In 1938, the Netherlands saw an influx of Jewish refugees, who were migrating to escape rising antisemitism in Germany. In 1939, Camp Westerbork began welcoming these families with a place to live. By all accounts it was meant to be hospitable and was, with reasonable space and facilities. It was also, by definition, a concentration camp.

In 1942, the occupying Nazis conveniently adopted the camp as a Durchgangslager for housing deportees (including Anne Frank) before shipping them off to Vernichtungslager to be executed.

Even under Nazi rule and repurposed as the “foyer to hell”, Camp Westerbork remained an orderly place with adequate healthcare and schooling.

In 1996, the United States began mandatory internment of unapproved immigrants prior to the processing of their asylum claims. In 2003, ICE was formed to apprehend and forcibly detain them. In 2017, the building of detention centers was accelerated and they continue to rise like mushrooms after the rain.

Growth comes with pains, and the government’s own investigators are continually finding deplorable conditions including child abuse and sexual assault. In such a situation, it seems the executive leader of the country has a few courses of action to choose from:

  • Clearly declare that this is unacceptable for a civilized nation, promise the public it will end, and deploy auditors and internal policing to make it so.
  • Ignore the situation by not acknowledging it, downplaying the reports, or claiming powerlessness.
  • Distract by blaming others or engaging in whataboutism.

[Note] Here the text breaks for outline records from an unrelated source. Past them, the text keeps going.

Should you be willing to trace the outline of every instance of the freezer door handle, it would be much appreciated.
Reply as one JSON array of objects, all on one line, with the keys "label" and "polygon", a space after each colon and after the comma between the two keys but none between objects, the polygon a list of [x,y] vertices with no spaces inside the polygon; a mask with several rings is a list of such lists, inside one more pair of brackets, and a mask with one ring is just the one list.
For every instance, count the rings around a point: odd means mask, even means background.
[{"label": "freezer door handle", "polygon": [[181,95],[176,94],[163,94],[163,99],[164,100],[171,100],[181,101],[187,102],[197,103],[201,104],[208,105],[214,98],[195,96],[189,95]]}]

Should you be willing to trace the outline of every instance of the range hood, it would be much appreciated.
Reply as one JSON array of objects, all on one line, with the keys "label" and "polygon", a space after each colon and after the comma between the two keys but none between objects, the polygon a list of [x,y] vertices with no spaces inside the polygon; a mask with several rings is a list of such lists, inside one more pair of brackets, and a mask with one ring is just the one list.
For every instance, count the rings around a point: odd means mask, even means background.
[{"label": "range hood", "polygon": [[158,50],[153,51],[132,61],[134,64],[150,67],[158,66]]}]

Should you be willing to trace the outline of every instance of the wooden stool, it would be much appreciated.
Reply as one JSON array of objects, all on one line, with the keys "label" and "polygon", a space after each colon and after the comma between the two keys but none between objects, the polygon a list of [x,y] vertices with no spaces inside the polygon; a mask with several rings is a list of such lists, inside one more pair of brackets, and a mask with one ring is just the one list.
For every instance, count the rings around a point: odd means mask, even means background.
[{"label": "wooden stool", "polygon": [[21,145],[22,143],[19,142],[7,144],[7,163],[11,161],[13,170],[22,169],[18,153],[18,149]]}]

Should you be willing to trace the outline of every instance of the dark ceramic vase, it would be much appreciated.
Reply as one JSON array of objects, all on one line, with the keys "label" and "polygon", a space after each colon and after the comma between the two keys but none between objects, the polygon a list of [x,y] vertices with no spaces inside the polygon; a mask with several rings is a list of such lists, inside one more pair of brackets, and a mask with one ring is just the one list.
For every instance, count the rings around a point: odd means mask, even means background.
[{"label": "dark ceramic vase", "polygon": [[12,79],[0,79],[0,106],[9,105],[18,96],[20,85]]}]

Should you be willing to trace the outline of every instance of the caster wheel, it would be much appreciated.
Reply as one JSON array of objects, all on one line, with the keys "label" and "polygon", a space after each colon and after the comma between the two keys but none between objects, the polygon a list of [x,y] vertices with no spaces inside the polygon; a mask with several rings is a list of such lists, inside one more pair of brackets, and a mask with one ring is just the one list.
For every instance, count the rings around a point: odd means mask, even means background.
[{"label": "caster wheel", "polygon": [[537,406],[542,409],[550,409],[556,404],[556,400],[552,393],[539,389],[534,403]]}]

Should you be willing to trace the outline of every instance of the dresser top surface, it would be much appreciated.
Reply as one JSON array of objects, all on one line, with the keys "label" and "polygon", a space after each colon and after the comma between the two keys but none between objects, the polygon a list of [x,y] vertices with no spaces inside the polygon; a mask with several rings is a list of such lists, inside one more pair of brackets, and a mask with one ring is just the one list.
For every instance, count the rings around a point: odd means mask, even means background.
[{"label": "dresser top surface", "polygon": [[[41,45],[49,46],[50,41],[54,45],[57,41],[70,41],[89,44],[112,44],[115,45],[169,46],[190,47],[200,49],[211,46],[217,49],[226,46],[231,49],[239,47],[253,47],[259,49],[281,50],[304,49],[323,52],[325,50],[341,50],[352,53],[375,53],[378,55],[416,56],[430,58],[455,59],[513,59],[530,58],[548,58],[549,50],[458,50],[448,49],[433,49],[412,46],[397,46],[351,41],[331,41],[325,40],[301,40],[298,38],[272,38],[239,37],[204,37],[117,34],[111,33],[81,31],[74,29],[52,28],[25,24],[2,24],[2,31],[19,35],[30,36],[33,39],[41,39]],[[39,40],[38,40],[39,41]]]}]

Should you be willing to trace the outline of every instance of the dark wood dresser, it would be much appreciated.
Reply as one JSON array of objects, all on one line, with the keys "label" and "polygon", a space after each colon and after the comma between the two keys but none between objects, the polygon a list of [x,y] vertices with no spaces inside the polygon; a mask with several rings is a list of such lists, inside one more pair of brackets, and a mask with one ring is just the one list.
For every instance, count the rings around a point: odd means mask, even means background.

Regrettably, I don’t think we can expect the first choice from Donald Trump, so these conditions are likely to continue and not only harm many innocent people, but also poison political debate. Imagery of people being abused is divisive, as red state authoritarians will see law and order (assuming criminality) while blue state progressives lament the plight of the vulnerable. Meanwhile, though, I hope we increasingly improve conditions towards humane.

But I am also worried about a more subtle message that will result from the concentration of vulnerable immigrants from Central America. Our images (visual or otherwise) of this situation are predominately of strong white American men exerting power over weaker “Mexicans”. Due to the illusory truth effect, continued exposure to these images will cause us to associate race and language with weakness and otherness. This association and othering can be harmful even as we seek to protect them.

This insidious cultural damage is a legacy that may outlast even the concentration camps themselves.

I posted this in July 2019 during week 2366.